Congratulations, you have made it to the end of this tutorial!

In this tutorial, you have learned What is Text Analytics, NLP, and text mining?, Basics of text analytics operations using NLTK such as Tokenization, Normalization, Stemming, Lemmatization, and POS tagging.

I look forward to hearing any feedback or questions. you can ask the question by leaving a comment and I will try my best to answer it.
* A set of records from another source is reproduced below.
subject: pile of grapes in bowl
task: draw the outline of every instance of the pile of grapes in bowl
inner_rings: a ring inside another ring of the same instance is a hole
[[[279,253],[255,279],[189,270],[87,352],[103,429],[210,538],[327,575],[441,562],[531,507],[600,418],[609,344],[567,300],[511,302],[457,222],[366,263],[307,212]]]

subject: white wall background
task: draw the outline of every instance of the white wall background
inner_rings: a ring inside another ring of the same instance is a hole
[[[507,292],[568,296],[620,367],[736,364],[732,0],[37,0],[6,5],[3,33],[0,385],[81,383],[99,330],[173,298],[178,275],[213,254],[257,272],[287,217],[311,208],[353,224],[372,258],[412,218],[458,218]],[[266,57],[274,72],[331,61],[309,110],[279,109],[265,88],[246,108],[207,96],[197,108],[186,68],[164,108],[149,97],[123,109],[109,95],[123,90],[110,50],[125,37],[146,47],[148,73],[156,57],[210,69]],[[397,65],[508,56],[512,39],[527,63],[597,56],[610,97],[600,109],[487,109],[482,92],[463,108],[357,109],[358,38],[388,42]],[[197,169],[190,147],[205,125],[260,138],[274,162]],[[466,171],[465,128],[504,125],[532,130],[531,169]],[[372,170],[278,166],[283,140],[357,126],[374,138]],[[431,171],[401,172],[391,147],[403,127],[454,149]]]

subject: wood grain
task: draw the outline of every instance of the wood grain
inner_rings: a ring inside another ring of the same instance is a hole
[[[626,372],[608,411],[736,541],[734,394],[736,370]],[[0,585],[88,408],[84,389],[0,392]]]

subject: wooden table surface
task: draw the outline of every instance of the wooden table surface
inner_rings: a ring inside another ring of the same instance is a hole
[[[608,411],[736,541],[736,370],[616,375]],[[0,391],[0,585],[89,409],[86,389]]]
Originally published athttps://www.datacamp.com/community/tutorials/text-analytics-beginners-nltk

Text Analytics for Beginners using Python NLTK – Machine Learning Geek (2024)

References

Top Articles
2024 July InMaricopa Magazine
Extreme Points of Land
Netr Aerial Viewer
Libiyi Sawsharpener
Lifewitceee
30 Insanely Useful Websites You Probably Don't Know About
Eric Rohan Justin Obituary
Practical Magic 123Movies
The Realcaca Girl Leaked
877-668-5260 | 18776685260 - Robocaller Warning!
27 Places With The Absolute Best Pizza In NYC
Xrarse
Xm Tennis Channel
3656 Curlew St
Transformers Movie Wiki
The Binding of Isaac
Oppenheimer Showtimes Near Cinemark Denton
Luna Lola: The Moon Wolf book by Park Kara
I Wanna Dance with Somebody : séances à Paris et en Île-de-France - L'Officiel des spectacles
180 Best Persuasive Essay Topics Ideas For Students in 2024
Mail.zsthost Change Password
Moviesda3.Com
Images of CGC-graded Comic Books Now Available Using the CGC Certification Verification Tool
Fdny Business
bode - Bode frequency response of dynamic system
Busted Newspaper Fauquier County Va
Kashchey Vodka
Brbl Barber Shop
Inbanithi Age
Sand Dollar Restaurant Anna Maria Island
Truck from Finland, used truck for sale from Finland
Encore Atlanta Cheer Competition
Penn State Service Management
Meowiarty Puzzle
Courtney Roberson Rob Dyrdek
Used Safari Condo Alto R1723 For Sale
Chapaeva Age
Play 1v1 LOL 66 EZ → UNBLOCKED on 66games.io
B.k. Miller Chitterlings
Cherry Spa Madison
Gold Dipping Vat Terraria
Keir Starmer looks to Italy on how to stop migrant boats
Lacy Soto Mechanic
Achieving and Maintaining 10% Body Fat
Courses In Touch
Pike County Buy Sale And Trade
Maplestar Kemono
Pas Bcbs Prefix
Lightfoot 247
Barber Gym Quantico Hours
Game Akin To Bingo Nyt
7 Sites to Identify the Owner of a Phone Number
Latest Posts
Article information

Author: Foster Heidenreich CPA

Last Updated:

Views: 5991

Rating: 4.6 / 5 (56 voted)

Reviews: 95% of readers found this page helpful

Author information

Name: Foster Heidenreich CPA

Birthday: 1995-01-14

Address: 55021 Usha Garden, North Larisa, DE 19209

Phone: +6812240846623

Job: Corporate Healthcare Strategist

Hobby: Singing, Listening to music, Rafting, LARPing, Gardening, Quilting, Rappelling

Introduction: My name is Foster Heidenreich CPA, I am a delightful, quaint, glorious, quaint, faithful, enchanting, fine person who loves writing and wants to share my knowledge and understanding with you.